A pillar of modern Indian architecture

B.V. Doshi kept the local context in mind at a time when contemporary ideas from the west are blinding us from delving deep into the identities, potentials and realities of designing for India

February 03, 2023 11:18 am | Updated 12:38 pm IST

A view of the Aranya low-cost housing project in Indore designed by B.V. Doshi.

A view of the Aranya low-cost housing project in Indore designed by B.V. Doshi.

Much has been written about B.V. Doshi during the last week after his demise - the most celebrated architect from India, recipient of all major national civilian honors, beside all national and international awards for architecture. Of course, awards can follow each other and fame can be an ever-burning fire if fuelled regularly, beyond which lies the greatness of a person. So, this essay does not follow the fame, but follows the person. 

Architect B.V. Doshi

Architect B.V. Doshi

There have been few other architects in India who also created great architecture around the same time as Doshi (1927 – 2023) – Achyut Kanvinde (1916 – 2002), Laurie Baker (1917 – 2007) and Charles Correa (1930 – 2015) – just to name a few others. Architecture cannot be compared like automobile prices to check which is better, but has to be showered with equal praises on an absolute understanding of their project philosophies, designs depths and experiential implications. Spread across different genres of building types, the above were the four founding pillars of modern Indian architecture, ably supported by many others unnamed here.   

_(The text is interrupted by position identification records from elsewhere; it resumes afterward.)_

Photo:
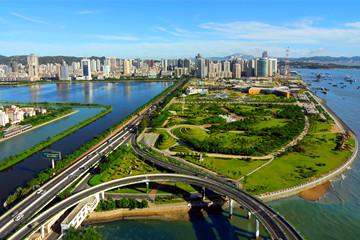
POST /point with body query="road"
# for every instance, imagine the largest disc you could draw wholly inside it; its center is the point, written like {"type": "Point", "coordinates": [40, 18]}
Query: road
{"type": "Point", "coordinates": [34, 203]}
{"type": "Point", "coordinates": [278, 227]}
{"type": "Point", "coordinates": [262, 209]}
{"type": "Point", "coordinates": [270, 221]}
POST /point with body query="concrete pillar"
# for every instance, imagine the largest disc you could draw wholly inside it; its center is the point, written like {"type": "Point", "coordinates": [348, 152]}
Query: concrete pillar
{"type": "Point", "coordinates": [249, 215]}
{"type": "Point", "coordinates": [204, 193]}
{"type": "Point", "coordinates": [257, 233]}
{"type": "Point", "coordinates": [147, 187]}
{"type": "Point", "coordinates": [42, 232]}
{"type": "Point", "coordinates": [231, 209]}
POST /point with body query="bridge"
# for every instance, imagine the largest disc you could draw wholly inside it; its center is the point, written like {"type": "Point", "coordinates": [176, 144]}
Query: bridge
{"type": "Point", "coordinates": [277, 226]}
{"type": "Point", "coordinates": [274, 223]}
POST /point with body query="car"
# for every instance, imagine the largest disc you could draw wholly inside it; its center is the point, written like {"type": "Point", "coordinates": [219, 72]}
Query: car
{"type": "Point", "coordinates": [40, 191]}
{"type": "Point", "coordinates": [18, 217]}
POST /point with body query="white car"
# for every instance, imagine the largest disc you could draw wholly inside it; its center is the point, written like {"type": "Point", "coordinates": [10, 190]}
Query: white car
{"type": "Point", "coordinates": [18, 217]}
{"type": "Point", "coordinates": [40, 191]}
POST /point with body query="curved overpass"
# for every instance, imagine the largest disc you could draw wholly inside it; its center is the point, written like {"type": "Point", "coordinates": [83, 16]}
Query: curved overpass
{"type": "Point", "coordinates": [270, 221]}
{"type": "Point", "coordinates": [288, 231]}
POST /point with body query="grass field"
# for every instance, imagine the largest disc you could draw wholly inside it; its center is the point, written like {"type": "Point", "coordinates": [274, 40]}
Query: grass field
{"type": "Point", "coordinates": [230, 167]}
{"type": "Point", "coordinates": [164, 140]}
{"type": "Point", "coordinates": [126, 163]}
{"type": "Point", "coordinates": [316, 158]}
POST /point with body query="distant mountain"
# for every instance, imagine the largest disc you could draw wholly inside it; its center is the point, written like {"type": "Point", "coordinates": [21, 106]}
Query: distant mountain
{"type": "Point", "coordinates": [347, 61]}
{"type": "Point", "coordinates": [235, 55]}
{"type": "Point", "coordinates": [45, 59]}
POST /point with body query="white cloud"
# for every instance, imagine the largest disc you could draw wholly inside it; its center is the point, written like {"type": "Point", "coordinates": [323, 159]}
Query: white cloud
{"type": "Point", "coordinates": [86, 12]}
{"type": "Point", "coordinates": [304, 33]}
{"type": "Point", "coordinates": [117, 37]}
{"type": "Point", "coordinates": [28, 19]}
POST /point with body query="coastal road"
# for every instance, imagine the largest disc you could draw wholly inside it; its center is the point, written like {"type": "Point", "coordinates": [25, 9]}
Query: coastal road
{"type": "Point", "coordinates": [278, 223]}
{"type": "Point", "coordinates": [35, 202]}
{"type": "Point", "coordinates": [270, 221]}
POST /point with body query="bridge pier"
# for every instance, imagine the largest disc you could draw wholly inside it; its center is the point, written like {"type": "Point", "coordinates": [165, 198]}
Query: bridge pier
{"type": "Point", "coordinates": [147, 187]}
{"type": "Point", "coordinates": [249, 215]}
{"type": "Point", "coordinates": [231, 207]}
{"type": "Point", "coordinates": [42, 232]}
{"type": "Point", "coordinates": [257, 233]}
{"type": "Point", "coordinates": [204, 193]}
{"type": "Point", "coordinates": [101, 195]}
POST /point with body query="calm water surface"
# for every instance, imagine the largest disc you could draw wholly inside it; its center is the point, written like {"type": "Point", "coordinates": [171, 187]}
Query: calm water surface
{"type": "Point", "coordinates": [123, 97]}
{"type": "Point", "coordinates": [336, 216]}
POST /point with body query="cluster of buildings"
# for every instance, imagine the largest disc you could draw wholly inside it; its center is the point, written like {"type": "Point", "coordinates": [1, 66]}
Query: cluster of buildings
{"type": "Point", "coordinates": [113, 67]}
{"type": "Point", "coordinates": [264, 67]}
{"type": "Point", "coordinates": [15, 114]}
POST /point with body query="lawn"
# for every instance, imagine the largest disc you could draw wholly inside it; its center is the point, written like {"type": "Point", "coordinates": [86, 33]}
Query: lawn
{"type": "Point", "coordinates": [229, 167]}
{"type": "Point", "coordinates": [315, 158]}
{"type": "Point", "coordinates": [164, 140]}
{"type": "Point", "coordinates": [123, 163]}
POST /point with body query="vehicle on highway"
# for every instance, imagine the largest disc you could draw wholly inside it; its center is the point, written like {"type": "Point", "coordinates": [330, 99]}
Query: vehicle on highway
{"type": "Point", "coordinates": [18, 217]}
{"type": "Point", "coordinates": [40, 191]}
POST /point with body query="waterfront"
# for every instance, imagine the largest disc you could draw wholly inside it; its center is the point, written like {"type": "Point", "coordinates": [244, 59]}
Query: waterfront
{"type": "Point", "coordinates": [335, 216]}
{"type": "Point", "coordinates": [124, 98]}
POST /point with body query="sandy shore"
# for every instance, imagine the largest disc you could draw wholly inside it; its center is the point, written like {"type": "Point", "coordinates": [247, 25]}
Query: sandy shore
{"type": "Point", "coordinates": [314, 194]}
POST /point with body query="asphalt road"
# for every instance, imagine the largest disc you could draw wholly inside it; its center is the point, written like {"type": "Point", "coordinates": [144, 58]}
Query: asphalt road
{"type": "Point", "coordinates": [270, 221]}
{"type": "Point", "coordinates": [34, 203]}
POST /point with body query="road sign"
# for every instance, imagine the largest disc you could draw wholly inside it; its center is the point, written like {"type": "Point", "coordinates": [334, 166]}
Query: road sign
{"type": "Point", "coordinates": [51, 154]}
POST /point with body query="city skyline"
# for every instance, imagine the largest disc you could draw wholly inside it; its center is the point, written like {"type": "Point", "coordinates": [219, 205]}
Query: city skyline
{"type": "Point", "coordinates": [131, 29]}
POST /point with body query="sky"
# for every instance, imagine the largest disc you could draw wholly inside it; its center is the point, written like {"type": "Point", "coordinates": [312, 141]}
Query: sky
{"type": "Point", "coordinates": [179, 28]}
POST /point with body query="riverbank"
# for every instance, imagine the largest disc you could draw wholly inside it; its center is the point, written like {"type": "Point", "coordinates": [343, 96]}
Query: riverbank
{"type": "Point", "coordinates": [182, 211]}
{"type": "Point", "coordinates": [12, 160]}
{"type": "Point", "coordinates": [40, 125]}
{"type": "Point", "coordinates": [271, 196]}
{"type": "Point", "coordinates": [29, 83]}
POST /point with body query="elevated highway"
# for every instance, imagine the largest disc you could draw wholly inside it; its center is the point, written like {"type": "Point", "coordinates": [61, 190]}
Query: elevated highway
{"type": "Point", "coordinates": [279, 224]}
{"type": "Point", "coordinates": [275, 225]}
{"type": "Point", "coordinates": [32, 204]}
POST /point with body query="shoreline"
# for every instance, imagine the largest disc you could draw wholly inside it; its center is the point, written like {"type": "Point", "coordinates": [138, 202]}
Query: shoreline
{"type": "Point", "coordinates": [40, 125]}
{"type": "Point", "coordinates": [272, 196]}
{"type": "Point", "coordinates": [168, 212]}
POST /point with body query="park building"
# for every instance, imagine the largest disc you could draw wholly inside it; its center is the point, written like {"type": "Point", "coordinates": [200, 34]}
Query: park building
{"type": "Point", "coordinates": [86, 69]}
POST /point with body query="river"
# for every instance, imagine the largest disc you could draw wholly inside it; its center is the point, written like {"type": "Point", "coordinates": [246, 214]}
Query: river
{"type": "Point", "coordinates": [124, 97]}
{"type": "Point", "coordinates": [335, 216]}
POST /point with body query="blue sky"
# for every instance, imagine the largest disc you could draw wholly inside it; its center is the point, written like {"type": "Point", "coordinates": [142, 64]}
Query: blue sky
{"type": "Point", "coordinates": [179, 28]}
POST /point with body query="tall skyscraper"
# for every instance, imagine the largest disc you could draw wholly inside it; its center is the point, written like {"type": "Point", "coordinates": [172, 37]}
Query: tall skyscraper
{"type": "Point", "coordinates": [262, 69]}
{"type": "Point", "coordinates": [200, 67]}
{"type": "Point", "coordinates": [272, 64]}
{"type": "Point", "coordinates": [237, 69]}
{"type": "Point", "coordinates": [64, 72]}
{"type": "Point", "coordinates": [127, 67]}
{"type": "Point", "coordinates": [86, 68]}
{"type": "Point", "coordinates": [33, 67]}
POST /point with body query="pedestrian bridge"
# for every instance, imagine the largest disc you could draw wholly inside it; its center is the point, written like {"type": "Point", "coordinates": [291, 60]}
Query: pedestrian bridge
{"type": "Point", "coordinates": [277, 226]}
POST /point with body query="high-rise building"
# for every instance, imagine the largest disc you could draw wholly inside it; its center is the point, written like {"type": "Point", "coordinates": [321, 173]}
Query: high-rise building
{"type": "Point", "coordinates": [265, 54]}
{"type": "Point", "coordinates": [4, 118]}
{"type": "Point", "coordinates": [33, 67]}
{"type": "Point", "coordinates": [93, 65]}
{"type": "Point", "coordinates": [86, 68]}
{"type": "Point", "coordinates": [98, 65]}
{"type": "Point", "coordinates": [237, 70]}
{"type": "Point", "coordinates": [127, 67]}
{"type": "Point", "coordinates": [200, 67]}
{"type": "Point", "coordinates": [226, 69]}
{"type": "Point", "coordinates": [163, 64]}
{"type": "Point", "coordinates": [272, 64]}
{"type": "Point", "coordinates": [262, 69]}
{"type": "Point", "coordinates": [64, 72]}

B.V. Doshi  at IIMB in Bengaluru.

B.V. Doshi at IIMB in Bengaluru.

However, Doshi rose to the pinnacle of fame, possibly due to his popularity as an easily approachable person, his involvement in a wide range of inclinations like architecture, education, institutions, events, documentations, town planning, jurying, writing, lecturing and networking with experts from around the world.  Each of the above vocations informed the other, often forming each other such that he had no horizon to stop at. Even the advancing age could not put him to rest, living an active life even after entering the 90s. Given this phenomenon call Doshi, this essay is intended not to recount the Doshi architecture, but recollect Doshi the architect.

IIMB architect B.V. Doshi.

IIMB architect B.V. Doshi.

There were about five of us walking down the corridors of Indian Institute of Architecture, Bangalore. Carrying a small, toy-like aim and shoot digital camera, the child-like Doshi was busy shooting pictures, with a curiosity not expected from its own architect. Unable to resist, we ask why shoot, that too with such low image qualities. Calmly, Doshi explains how he finds new meanings in the campus every time he visits, walking down as if it’s his first visit. Recording these meanings are important, hence the photographs, which can create new memories while watching them later. 

An underground art gallery in Ahmedabad, designed by Balkrishna Doshi.

An underground art gallery in Ahmedabad, designed by Balkrishna Doshi.

It was a small group, just a handful dialoguing with Doshi. The question of a new addition to a campus, debatably not in sync with the old, came up. Small pause, then Doshi asked us, could the architect have designed the extension that way without the internet. The answer was obvious, how contemporary ideas from the west are blinding us from delving deep into the identities, potentials and realities of designing for India, which Doshi did. 

Back in 2011, the auditorium is packed with audience, forcing the organszers to close the door. Just as Doshi arrives, he opens the doors saying let people sit on available floor, if it’s fine by them. What follows was an experience by itself – Doshi the story teller, Doshi on architecture and Doshi reading excerpts from the book ‘Paths Uncharted’, kind of an intellectual biography by Doshi himself. 

Organised by the former students of CEPT Ahmedabad (the famous school of architecture Doshi found), Doshi was relaxing in a dinner mood with an invited and known group of architects – well, few not so close to him also managed to get invited. With not enough time to give to friends, he could have ignored them, but the hyperenergetic Doshi manages to chat with them, knowing them and surprisingly remembering them the next time. His group of known people was never diminishing but was expanding with age. 

Doshi, the 2009 bio-pic film made by Bijoy Ramachandran, judged among the better of such bio-pics was to be screened in Bengaluru. Expectedly, the theatre is crowded with no place even to stand in the lobby after the show. The hero of the film moves with the crowd oblivious of his aura of a master architect, smiling and interacting with the ease of an innocent, as if post film his life will re-start anew. Doshi always carried those twinkling curious eyes, inspiring the self and the others. 

Doshi was not a self-effacing architect, the kind who do not claim attention for oneself, living modest and retiring. As someone enjoying connecting to people, he continued to touch everyone who came into his contacts, mainly to clients, students, architects and writers, which could be among the reasons why he never faded from public memory.  

However, the core of his performance, popularity and achievements may lie in his now famous philosophy stated in Hindi “Anand Karo” (Enjoy Life). Enjoying life to the hilt, he wished the same to all. Now it is time we all wish the same to Doshi – Sir, enjoy your afterlife.